The Furnace Creek region of the park is also home to two additional well-liked campgrounds, including the Sunset Campground, which has 270 sites available. In Death Valley National Park, it seldom happens that every campsite is taken. In Death Valley National Park, the majority of campgrounds, including Furnace Creek and Sunset, offer running water and flushing toilets.

How Much Do Composites Cost in California?

The cost of a campsite in California can range from $40 to $90 per night, depending on the place and kind of campervan. Often, a site in a national park is less expensive than a private property. The supplier KOA also has special deals available (Kampgrounds of America).
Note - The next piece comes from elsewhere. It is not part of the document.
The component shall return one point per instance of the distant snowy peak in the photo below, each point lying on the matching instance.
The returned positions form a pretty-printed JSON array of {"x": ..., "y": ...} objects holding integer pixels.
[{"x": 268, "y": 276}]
Is California Good for Camping?

The fact that camping in California is some of the best in the nation shouldn’t come as a surprise. The setting and climate make it simple; there is almost too much natural beauty to pick from, including cliffs, marshland areas, and beaches that are always warm.

Are You Allowed to Camp on the Beach in California?

Beach camping is a little different in California than it is in other areas due to the rugged cliffs that line much of the state’s coastline. Others are more like a coastal cliff stronghold than an exquisite expanse of white sand, and other places only permit camping a short distance back from the beach.